The highest daily dose of papaverine parenterally is 600 mg, i.e. 15 ml of a 2% solution.

In addition, euphyllin is administered intravenously by drip - 10 ml of a 2.4% solution per 200 ml of isotonic sodium chloride solution. Euphyllin reduces pressure in the pulmonary artery, causing a bronchodilating effect. Euphyllin is administered under the control of arterial pressure. If the systolic arterial pressure is below 100 mm Hg, euphyllin administration should be avoided.

Long-term oxygen therapy

Inhalation of humidified oxygen through nasal catheters is the most important component of therapy at the inpatient stage.

Antibiotic therapy

Antibiotic therapy is prescribed in the development of infarction pneumonia.

Surgical treatment

Emergency embolectomy is absolutely indicated in case of thromboembolism of the pulmonary trunk or its main branches with an extremely severe degree of impaired pulmonary perfusion, accompanied by pronounced hemodynamic disorders: persistent systemic hypotension, hypertension of the pulmonary circulation (systolic pressure in the right ventricle of 60 mm Hg and higher, end diastolic - 15 mm Hg).

When conservative therapy is carried out, the probability of survival of patients is very low; 75% of such patients die in the acute stage of the disease.

The optimal method of surgical treatment is embolectomy under artificial circulation. The operation begins with auxiliary venoarterial perfusion, which is performed by catheterization of the femoral arteries.

In the absence of conditions for emergency connection of the artificial circulation apparatus, embolectomy can be performed under conditions of temporary occlusion of the vena cava or without stopping blood circulation through one of the main pulmonary arteries (with unilateral localization of thromboemboli). Catheter, endovascular embolectomy is also used.

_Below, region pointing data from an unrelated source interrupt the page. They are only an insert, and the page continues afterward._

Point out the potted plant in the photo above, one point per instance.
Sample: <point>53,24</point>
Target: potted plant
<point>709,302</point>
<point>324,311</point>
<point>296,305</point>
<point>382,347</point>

G. P. Shorokh and A. A. Baeshko (1994) point to the need for individualization of treatment tactics for pulmonary embolism depending on perfusion scanning of the lungs. This method is based on artificial microembolization of the peripheral vascular bed of the lungs by intravenous administration of a radiopharmaceutical (albumin macroaggregate bound to 131I, 99mTc) and subsequent registration of external radiation in the chest area using a scintillation gamma camera or scanner.

Thrombolytic therapy is indicated for patients with perfusion deficit exceeding 50%. The most pronounced effect can be achieved with non-occlusive lesions of lobar and segmental arteries. Patients with the same volume of obstruction, but unstable hemodynamics and angiographically proven lesions of the main branches of the pulmonary artery should undergo embolectomy.

Patients with a perfusion deficit of less than 50% are indicated for anticoagulant therapy.